JAFFAL: Detecting fusion genes with long read transcriptome sequencing

Nadia Davidson0, Ying Chen1, Jonathan Göke1, Alicia Oshlack0
(0) Peter MacCallum Cancer Centre
(1) Genome Institute of Singapore (A*STAR)

Find me on Tues Nov 24th, 1:40-3pm AEDT in Remo, table 33

Abstract
Genomic rearrangements are common in the cancer landscape and have the potential to create novel oncogenes by fusing parts of two genes together. Massively parallel short read transcriptome sequencing has greatly expanded our knowledge of fusion genes across cancers with ~ 16% of cancers shown to have fusion gene events across a range of tumour types. These events are known to drive cancer and novel drugs have been developed to specifically target a number of these driver fusions.

Short read sequencing requires RNA molecules to be reverse transcribed and fragmented. Therefore long range information about the structure of the fusion transcript away from the breakpoint is lost. Long read sequencing technologies, as offered by Oxford Nanopore Technologies (ONT), allow the full length of individual mRNA molecules to be sequenced.
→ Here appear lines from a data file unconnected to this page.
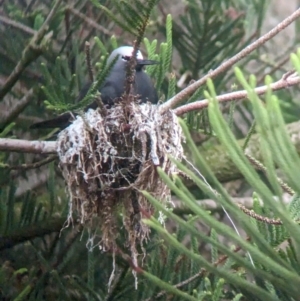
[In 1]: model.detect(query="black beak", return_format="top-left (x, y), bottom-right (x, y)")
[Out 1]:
top-left (136, 60), bottom-right (159, 66)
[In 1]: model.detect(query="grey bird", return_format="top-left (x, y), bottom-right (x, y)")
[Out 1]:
top-left (30, 46), bottom-right (158, 129)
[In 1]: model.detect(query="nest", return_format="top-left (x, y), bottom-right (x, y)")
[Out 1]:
top-left (57, 101), bottom-right (183, 258)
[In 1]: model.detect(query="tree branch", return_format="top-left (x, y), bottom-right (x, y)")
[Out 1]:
top-left (174, 75), bottom-right (300, 116)
top-left (160, 9), bottom-right (300, 114)
top-left (0, 138), bottom-right (56, 154)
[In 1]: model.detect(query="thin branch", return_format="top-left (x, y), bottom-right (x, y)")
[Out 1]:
top-left (145, 237), bottom-right (250, 301)
top-left (245, 154), bottom-right (295, 196)
top-left (238, 205), bottom-right (283, 226)
top-left (0, 138), bottom-right (56, 154)
top-left (0, 155), bottom-right (57, 170)
top-left (160, 9), bottom-right (300, 114)
top-left (84, 41), bottom-right (94, 82)
top-left (67, 6), bottom-right (113, 38)
top-left (0, 89), bottom-right (33, 128)
top-left (0, 16), bottom-right (36, 35)
top-left (172, 193), bottom-right (292, 215)
top-left (0, 217), bottom-right (66, 251)
top-left (174, 75), bottom-right (300, 116)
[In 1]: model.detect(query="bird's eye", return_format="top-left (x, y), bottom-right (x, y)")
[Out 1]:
top-left (122, 55), bottom-right (130, 62)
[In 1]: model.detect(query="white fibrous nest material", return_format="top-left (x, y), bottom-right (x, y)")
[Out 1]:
top-left (57, 102), bottom-right (183, 257)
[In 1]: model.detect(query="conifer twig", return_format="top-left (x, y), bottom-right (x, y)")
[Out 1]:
top-left (238, 205), bottom-right (282, 226)
top-left (0, 88), bottom-right (34, 128)
top-left (174, 73), bottom-right (300, 116)
top-left (67, 6), bottom-right (113, 38)
top-left (0, 16), bottom-right (36, 35)
top-left (245, 154), bottom-right (295, 196)
top-left (160, 8), bottom-right (300, 114)
top-left (84, 41), bottom-right (94, 82)
top-left (0, 138), bottom-right (56, 154)
top-left (0, 0), bottom-right (62, 101)
top-left (145, 237), bottom-right (250, 301)
top-left (0, 155), bottom-right (57, 170)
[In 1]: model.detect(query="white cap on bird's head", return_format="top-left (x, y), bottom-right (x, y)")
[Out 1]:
top-left (107, 46), bottom-right (158, 67)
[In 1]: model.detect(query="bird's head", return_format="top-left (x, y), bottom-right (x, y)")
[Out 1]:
top-left (107, 46), bottom-right (158, 70)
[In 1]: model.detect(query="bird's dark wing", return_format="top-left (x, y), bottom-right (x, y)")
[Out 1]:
top-left (135, 71), bottom-right (158, 104)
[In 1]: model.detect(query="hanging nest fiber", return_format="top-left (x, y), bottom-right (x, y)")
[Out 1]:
top-left (57, 101), bottom-right (183, 258)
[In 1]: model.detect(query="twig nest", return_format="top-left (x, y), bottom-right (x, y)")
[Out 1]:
top-left (57, 102), bottom-right (183, 253)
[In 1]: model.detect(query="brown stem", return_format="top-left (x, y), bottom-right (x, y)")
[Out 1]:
top-left (160, 9), bottom-right (300, 114)
top-left (174, 75), bottom-right (300, 116)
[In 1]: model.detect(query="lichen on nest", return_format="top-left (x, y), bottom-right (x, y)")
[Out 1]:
top-left (57, 101), bottom-right (183, 263)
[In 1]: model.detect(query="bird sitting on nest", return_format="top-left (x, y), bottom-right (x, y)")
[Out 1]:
top-left (30, 46), bottom-right (158, 129)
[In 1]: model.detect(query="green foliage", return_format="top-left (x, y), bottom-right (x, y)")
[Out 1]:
top-left (0, 0), bottom-right (300, 301)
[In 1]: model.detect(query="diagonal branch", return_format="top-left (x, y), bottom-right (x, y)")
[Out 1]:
top-left (174, 75), bottom-right (300, 116)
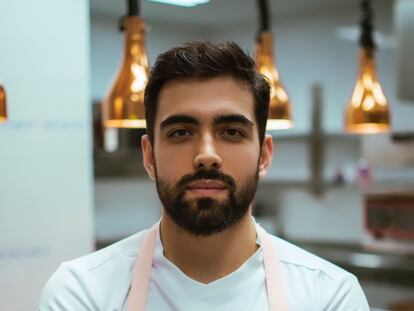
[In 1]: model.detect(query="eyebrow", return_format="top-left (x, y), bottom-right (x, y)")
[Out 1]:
top-left (160, 114), bottom-right (254, 129)
top-left (160, 114), bottom-right (200, 129)
top-left (213, 114), bottom-right (254, 127)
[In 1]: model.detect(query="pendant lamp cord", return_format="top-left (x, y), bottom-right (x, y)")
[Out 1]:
top-left (119, 0), bottom-right (141, 31)
top-left (359, 0), bottom-right (375, 49)
top-left (256, 0), bottom-right (270, 42)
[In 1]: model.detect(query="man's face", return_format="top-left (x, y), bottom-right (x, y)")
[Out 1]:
top-left (142, 77), bottom-right (271, 236)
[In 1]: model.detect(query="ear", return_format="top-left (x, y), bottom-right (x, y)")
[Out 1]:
top-left (259, 134), bottom-right (273, 179)
top-left (141, 135), bottom-right (155, 180)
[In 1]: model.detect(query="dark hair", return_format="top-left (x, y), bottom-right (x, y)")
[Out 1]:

This can provide unprecedented opportunities to study splicing, RNA modifications and run rapid and remote diagnostics. However, the generated data has a very high rate of errors and fusion finding algorithms designed for short reads do not work.

Here we present JAFFAL, a method to accurately identify fusion genes from long read transcriptomes. Our method is based on the JAFFA pipeline, which can call fusions from reads of any length provided they had a low error rate. To facilitate ONT transcriptomes for fusion finding we utilised the error tolerant aligner minimap2 with realignment of breakpoints to overcome insertion and deletion type errors. We also substantially improved computational efficiency to run approximately 10 million reads per hour using 8 threads. We validated JAFFAL using simulations and ONT data from cancer cell lines sequenced by our collaborators in the Singapore Nanopore-Expression Project (SG-NEx). We show that fusions can be detected in long read data with similar accuracy as short reads, and in addition, their splicing structure can be ascertained. Finally, by comparing ONT transcriptome sequencing protocols we show that numerous chimeric molecules are generated during cDNA library preparation that are absent when RNA is sequenced directly.